UKRAINE REVAMPS CRITICAL MINERALS SECTOR – Eyes Billions In Investment From US Deal
Ukraine is overhauling its minerals sector, which has been pounded by three years of war, in the hope of unlocking potential and attracting billions of dollars of investment from a minerals deal with the U.S., its ecology minister said.
Minister Svitlana Hrynchuk told reporters in an interview that Ukraine hoped the fund would significantly increase the mineral industry’s potential, noting that extraction was a capital-intensive and long-term task.
Hrynchuk estimated that the sector had suffered losses of about 70 trillion hryvnias ($1.7 trillion) due to the occupation of Ukrainian territory and combat action along a more than 1,000 km (621 miles) frontline.
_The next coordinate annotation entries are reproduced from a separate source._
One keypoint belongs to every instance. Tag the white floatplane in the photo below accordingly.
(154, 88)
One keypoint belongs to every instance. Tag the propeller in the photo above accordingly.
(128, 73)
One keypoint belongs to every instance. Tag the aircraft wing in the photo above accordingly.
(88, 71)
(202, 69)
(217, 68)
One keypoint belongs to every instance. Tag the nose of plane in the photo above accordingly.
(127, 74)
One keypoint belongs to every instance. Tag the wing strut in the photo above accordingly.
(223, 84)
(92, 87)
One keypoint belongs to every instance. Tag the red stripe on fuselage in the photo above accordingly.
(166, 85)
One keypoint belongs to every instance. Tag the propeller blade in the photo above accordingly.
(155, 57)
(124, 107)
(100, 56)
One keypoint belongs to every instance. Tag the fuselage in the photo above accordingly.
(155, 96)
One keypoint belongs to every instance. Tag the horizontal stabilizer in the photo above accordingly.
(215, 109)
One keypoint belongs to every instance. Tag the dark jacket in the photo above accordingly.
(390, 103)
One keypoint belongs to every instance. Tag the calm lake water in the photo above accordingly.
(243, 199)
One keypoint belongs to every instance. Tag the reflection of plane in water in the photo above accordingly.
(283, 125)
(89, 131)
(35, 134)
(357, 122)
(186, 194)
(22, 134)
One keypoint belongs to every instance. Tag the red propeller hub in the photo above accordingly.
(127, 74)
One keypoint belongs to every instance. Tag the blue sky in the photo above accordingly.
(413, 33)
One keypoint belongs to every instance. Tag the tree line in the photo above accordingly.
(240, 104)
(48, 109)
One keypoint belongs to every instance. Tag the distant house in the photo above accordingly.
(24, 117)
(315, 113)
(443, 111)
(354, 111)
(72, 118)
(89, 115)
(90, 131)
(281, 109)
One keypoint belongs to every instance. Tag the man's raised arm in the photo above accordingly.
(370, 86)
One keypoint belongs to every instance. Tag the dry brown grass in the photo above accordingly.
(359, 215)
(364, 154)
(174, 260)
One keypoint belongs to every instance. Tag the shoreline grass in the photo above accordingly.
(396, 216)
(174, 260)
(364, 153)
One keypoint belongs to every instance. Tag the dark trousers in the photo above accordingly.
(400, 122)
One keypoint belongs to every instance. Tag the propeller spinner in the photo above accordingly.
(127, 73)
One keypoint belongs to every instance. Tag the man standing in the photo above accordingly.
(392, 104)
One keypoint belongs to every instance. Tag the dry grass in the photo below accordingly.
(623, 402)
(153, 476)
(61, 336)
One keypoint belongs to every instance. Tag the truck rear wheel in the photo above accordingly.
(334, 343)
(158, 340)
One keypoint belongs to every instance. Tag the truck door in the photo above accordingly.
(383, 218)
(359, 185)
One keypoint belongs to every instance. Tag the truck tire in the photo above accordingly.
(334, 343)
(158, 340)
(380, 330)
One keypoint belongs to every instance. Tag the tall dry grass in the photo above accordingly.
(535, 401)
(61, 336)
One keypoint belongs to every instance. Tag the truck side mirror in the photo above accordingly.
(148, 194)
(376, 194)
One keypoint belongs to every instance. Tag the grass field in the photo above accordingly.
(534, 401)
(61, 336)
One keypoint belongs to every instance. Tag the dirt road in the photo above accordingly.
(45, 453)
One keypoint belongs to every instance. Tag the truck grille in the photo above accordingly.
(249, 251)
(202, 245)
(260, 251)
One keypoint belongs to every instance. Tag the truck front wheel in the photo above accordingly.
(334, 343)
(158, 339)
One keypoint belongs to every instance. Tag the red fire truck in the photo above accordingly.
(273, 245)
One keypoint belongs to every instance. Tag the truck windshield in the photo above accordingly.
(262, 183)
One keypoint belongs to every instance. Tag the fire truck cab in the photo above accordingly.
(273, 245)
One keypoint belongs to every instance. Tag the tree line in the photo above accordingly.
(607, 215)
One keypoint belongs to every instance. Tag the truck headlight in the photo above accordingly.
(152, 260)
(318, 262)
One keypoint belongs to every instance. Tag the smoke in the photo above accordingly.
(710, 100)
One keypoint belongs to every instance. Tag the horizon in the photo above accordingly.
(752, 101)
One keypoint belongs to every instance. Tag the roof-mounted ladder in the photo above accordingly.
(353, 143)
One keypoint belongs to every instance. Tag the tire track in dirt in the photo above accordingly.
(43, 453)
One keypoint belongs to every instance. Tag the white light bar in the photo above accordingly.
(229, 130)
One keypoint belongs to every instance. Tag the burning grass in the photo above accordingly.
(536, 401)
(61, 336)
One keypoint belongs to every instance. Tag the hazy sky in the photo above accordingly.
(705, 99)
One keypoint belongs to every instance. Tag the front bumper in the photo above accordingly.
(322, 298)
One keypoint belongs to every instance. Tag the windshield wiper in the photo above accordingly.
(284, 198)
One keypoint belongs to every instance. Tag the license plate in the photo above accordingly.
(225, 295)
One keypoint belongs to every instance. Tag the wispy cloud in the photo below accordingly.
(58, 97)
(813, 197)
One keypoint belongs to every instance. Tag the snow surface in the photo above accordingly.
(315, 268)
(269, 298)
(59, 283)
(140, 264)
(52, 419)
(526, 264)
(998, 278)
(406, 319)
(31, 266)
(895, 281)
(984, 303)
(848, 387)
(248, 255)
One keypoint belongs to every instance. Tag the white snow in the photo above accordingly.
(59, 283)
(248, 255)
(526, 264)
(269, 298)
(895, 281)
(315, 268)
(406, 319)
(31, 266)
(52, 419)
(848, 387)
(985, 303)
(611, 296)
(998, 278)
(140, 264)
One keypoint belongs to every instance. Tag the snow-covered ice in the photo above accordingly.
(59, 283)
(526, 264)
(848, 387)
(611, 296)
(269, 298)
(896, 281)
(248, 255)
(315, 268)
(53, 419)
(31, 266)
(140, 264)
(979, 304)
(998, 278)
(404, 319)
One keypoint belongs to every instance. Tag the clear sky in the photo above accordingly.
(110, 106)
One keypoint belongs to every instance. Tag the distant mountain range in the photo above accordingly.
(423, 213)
The country has deposits of 22 of 34 minerals deemed as critical by the European Union for industries such as defence, high-tech appliances and green energy, as well as ferro alloy, precious and non-ferrous metals used in construction, and some rare earth elements.
However, much of the sector is underdeveloped, weighed down by Soviet-era bureaucracy and a lack of investment.
The government was working to review an existing 3,000 mining licenses, and Hrynchuk estimated that about 10% of them could be dormant.
After months of fraught negotiations, Kyiv and the United States agreed on a minerals deal in April that was heavily promoted by U.S. President Donald Trump.
It created a fund, which became active on May 23, that will receive money from new mining licences in Ukraine and invest in minerals projects.